Photo/Illutration Signs of the three megabanks: MUFG Bank, Mizuho Bank and Sumitomo Mitsui Bank (Asahi Shimbun file photo)

Total net profits at Japan’s three megabanks surged to 1.8 trillion yen ($12 billion) in the April-September period, buoyed by interest rate hikes overseas and the weak yen, their interim earnings reports showed.

The total reached a record high level, and two of the megabanks are now forecasting record net profits for the full year.

Mitsubishi UFJ Financial Group Inc. (MUFG) posted a record half-year net profit of 927.2 billion yen, nearly quadruple the figure from the same period last year.

The rise was partly due to expanded lending in the United States, where interest rates are rising, the bank said.

For the full year, MUFG is forecasting a record net profit of 1.3 trillion yen.

“Our earning capacity is steadily growing,” said Hironori Kamezawa, president of MUFG.

The operating profit at Sumitomo Mitsui Financial Group Inc. (SMFG) dropped because of higher foreign currency procurement costs due to the weak yen, but its net profit still rose slightly to a record high for the half-year period.

The increase was attributed to strong lending both domestically and internationally, and the weak yen.

Fumihiko Ito, chief financial officer of SMFG, said “an upward shift is quite possible” even with a possible future strong yen.

SMFG raised its full-year net profit forecast from 820 billion yen to a record 920 billion yen.

Mizuho Financial Group Inc. reported a more than 20 percent increase in net profit from April-September period last year.

The bank benefited from strong lending in the United States and Europe, and a significant increase in investment earnings from the rising value of Japanese stocks.

Mizuho revised its full-year net profit forecast upward to 640 billion yen.

However, there are still some concerns.

“The European economy is already deteriorating, and there are uncertainties about the future of the United States,” said Masahiro Kihara, president of Mizuho. “In China, the worsening real estate market is affecting consumption.”

RISING INTEREST RATES IN SIGHT

Japanese banks are eagerly watching moves by the Bank of Japan, which has long maintained an ultra-loose monetary policy, including long-term interest rates hovering around zero.

But following the rapid rate hikes in the United States last year, Japan’s long-term interest rates also rose.

The BOJ virtually raised the cap on long-term interest rates to 1 percent in July this year and further loosened its grip in October to allow the rates to rise beyond the 1 percent line.

Financial institutions have raised fixed adjust its monetary easing and long-term deposit rates.

The central bank is expected to not only further adjust its monetary easing policy but also fully shift away from the policy.

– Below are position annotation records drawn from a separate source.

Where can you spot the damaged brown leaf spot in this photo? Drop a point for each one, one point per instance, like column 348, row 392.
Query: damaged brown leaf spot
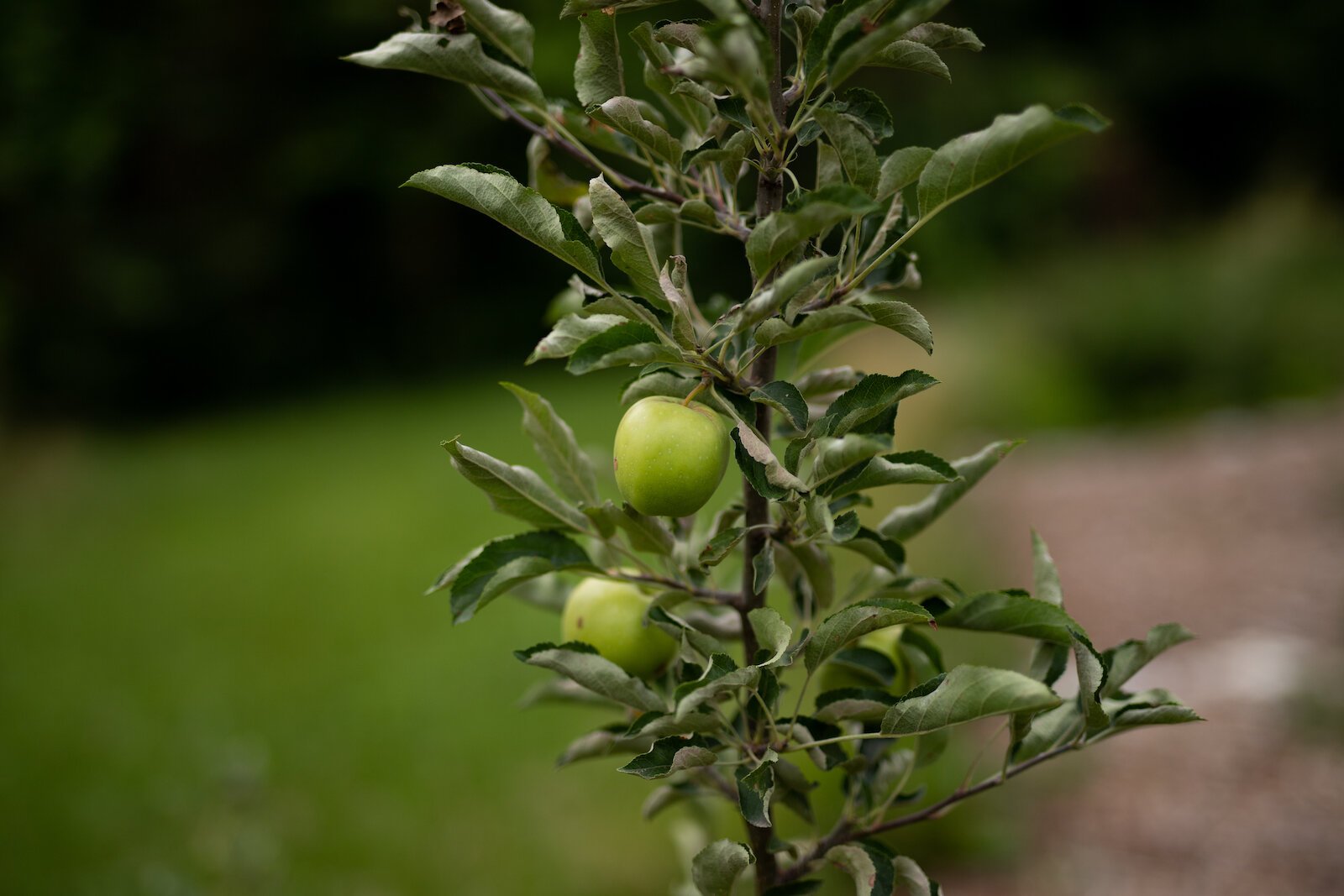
column 449, row 16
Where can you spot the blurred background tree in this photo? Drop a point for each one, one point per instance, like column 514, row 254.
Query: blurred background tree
column 201, row 208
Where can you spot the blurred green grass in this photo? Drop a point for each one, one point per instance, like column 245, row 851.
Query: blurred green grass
column 228, row 681
column 219, row 673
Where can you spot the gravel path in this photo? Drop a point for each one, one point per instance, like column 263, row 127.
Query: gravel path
column 1236, row 527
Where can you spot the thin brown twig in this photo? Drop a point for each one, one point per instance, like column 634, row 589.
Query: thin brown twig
column 846, row 835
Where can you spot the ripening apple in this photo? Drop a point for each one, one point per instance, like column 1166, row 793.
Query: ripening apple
column 885, row 641
column 609, row 616
column 669, row 457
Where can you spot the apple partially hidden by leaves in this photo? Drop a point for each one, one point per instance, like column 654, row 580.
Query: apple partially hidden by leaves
column 837, row 673
column 669, row 457
column 609, row 616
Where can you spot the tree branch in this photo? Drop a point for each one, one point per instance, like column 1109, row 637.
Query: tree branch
column 730, row 598
column 769, row 201
column 843, row 835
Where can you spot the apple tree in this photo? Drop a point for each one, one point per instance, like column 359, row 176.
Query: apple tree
column 741, row 658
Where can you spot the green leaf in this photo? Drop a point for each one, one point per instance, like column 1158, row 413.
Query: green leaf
column 902, row 318
column 816, row 569
column 1129, row 658
column 777, row 331
column 601, row 676
column 669, row 755
column 678, row 293
column 860, row 53
column 783, row 289
column 624, row 114
column 867, row 664
column 645, row 532
column 497, row 566
column 773, row 634
column 1152, row 707
column 869, row 864
column 580, row 7
column 1050, row 730
column 1092, row 679
column 911, row 56
column 689, row 101
column 785, row 398
column 859, row 705
column 902, row 168
column 871, row 405
column 754, row 790
column 506, row 29
column 830, row 170
column 721, row 678
column 860, row 107
column 806, row 731
column 897, row 469
column 557, row 446
column 940, row 36
column 631, row 242
column 562, row 691
column 729, row 154
column 1046, row 574
column 570, row 332
column 799, row 887
column 761, row 468
column 718, row 548
column 705, row 644
column 906, row 521
column 828, row 380
column 1011, row 613
column 822, row 36
column 521, row 208
column 877, row 548
column 971, row 161
column 718, row 866
column 817, row 211
column 546, row 177
column 964, row 694
column 837, row 456
column 855, row 42
column 763, row 567
column 624, row 344
column 459, row 58
column 597, row 70
column 600, row 743
column 671, row 795
column 893, row 315
column 662, row 725
column 857, row 621
column 855, row 149
column 517, row 490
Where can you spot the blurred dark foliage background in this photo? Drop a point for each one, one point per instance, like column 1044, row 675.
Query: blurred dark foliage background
column 201, row 203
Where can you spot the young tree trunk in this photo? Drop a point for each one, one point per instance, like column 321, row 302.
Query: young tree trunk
column 769, row 201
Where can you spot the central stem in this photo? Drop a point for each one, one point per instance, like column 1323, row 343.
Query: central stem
column 769, row 201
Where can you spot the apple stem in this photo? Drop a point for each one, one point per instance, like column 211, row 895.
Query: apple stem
column 699, row 389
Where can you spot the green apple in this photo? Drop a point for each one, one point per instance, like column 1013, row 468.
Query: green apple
column 885, row 641
column 609, row 616
column 669, row 457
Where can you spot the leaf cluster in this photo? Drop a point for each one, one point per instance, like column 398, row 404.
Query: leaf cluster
column 680, row 149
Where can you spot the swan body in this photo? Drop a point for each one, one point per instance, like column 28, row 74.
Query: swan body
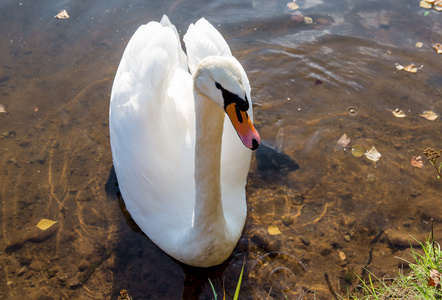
column 181, row 164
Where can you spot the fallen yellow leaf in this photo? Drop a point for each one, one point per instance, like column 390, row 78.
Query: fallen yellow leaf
column 416, row 161
column 293, row 6
column 373, row 154
column 274, row 230
column 62, row 14
column 425, row 4
column 308, row 20
column 429, row 115
column 45, row 224
column 398, row 113
column 344, row 141
column 357, row 150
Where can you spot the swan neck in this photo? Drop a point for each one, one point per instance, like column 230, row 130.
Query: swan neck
column 209, row 129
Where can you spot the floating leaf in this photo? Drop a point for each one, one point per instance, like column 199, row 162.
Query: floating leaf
column 341, row 255
column 343, row 141
column 357, row 150
column 308, row 20
column 425, row 4
column 409, row 68
column 438, row 48
column 398, row 113
column 416, row 161
column 429, row 115
column 297, row 17
column 293, row 5
column 373, row 154
column 62, row 14
column 274, row 230
column 45, row 224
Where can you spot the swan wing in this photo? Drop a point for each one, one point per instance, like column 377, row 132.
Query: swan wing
column 152, row 132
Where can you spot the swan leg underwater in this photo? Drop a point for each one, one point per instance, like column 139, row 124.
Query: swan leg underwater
column 181, row 165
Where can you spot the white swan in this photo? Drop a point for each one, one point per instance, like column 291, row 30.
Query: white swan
column 180, row 164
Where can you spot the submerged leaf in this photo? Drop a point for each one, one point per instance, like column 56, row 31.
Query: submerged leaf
column 429, row 115
column 293, row 6
column 425, row 4
column 409, row 68
column 373, row 154
column 398, row 113
column 274, row 230
column 438, row 48
column 308, row 20
column 416, row 161
column 343, row 141
column 45, row 224
column 357, row 150
column 62, row 14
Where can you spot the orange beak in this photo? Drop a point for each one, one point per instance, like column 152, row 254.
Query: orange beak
column 243, row 126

Much of the lending by financial institutions is short-term and linked to the short-term interest rates that the BOJ has set to negative.

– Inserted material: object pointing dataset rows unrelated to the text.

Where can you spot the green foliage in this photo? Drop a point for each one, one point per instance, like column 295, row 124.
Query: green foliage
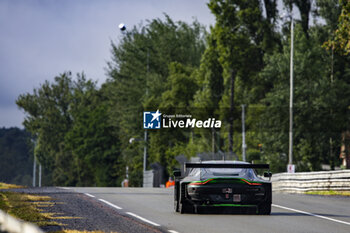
column 16, row 156
column 341, row 40
column 75, row 144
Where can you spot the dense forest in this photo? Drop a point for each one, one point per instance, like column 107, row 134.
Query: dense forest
column 82, row 131
column 16, row 156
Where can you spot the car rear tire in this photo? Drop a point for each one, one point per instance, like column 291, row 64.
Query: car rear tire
column 176, row 205
column 264, row 209
column 185, row 208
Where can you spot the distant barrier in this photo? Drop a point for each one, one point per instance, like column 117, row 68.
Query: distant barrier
column 301, row 182
column 13, row 225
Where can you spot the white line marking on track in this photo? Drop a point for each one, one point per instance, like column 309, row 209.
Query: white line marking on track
column 108, row 203
column 311, row 214
column 143, row 219
column 88, row 194
column 172, row 231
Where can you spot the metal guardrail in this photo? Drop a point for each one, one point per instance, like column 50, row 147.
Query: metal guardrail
column 301, row 182
column 148, row 179
column 13, row 225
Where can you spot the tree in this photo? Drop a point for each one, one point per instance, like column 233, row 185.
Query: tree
column 341, row 40
column 239, row 33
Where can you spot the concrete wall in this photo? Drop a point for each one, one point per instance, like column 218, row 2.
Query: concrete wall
column 301, row 182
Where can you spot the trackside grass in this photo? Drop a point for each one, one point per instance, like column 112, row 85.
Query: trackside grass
column 26, row 207
column 9, row 186
column 330, row 193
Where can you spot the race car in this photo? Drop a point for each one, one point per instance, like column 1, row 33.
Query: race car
column 222, row 187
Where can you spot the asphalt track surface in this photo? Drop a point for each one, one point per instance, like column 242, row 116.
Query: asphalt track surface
column 290, row 212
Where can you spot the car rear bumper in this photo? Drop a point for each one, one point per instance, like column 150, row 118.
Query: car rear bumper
column 222, row 209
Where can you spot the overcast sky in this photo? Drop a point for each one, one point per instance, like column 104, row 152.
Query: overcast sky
column 40, row 39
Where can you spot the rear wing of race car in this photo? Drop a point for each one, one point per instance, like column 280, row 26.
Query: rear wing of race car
column 226, row 165
column 230, row 165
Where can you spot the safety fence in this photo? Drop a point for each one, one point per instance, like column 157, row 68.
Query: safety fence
column 13, row 225
column 301, row 182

The three megabanks each estimate their earnings will increase by 30 billion yen to 50 billion yen if the BOJ ends the negative interest rate policy.

In preparation for interest rate hikes, the three megabanks are focusing on collecting deposits, the source of their lending.

In March, SMFG released a financial services app called Olive for retail customers. It plans to use the app to increase the number of accounts through points-awarding campaigns and other methods.

“We will collect deposits cost-effectively in preparation for a world with interest rates,” Ito said.

However, companies may become more cautious about borrowing if interest rates rise.

“If we support corporate growth and structural reforms, there will be demand for funds,” Kihara said.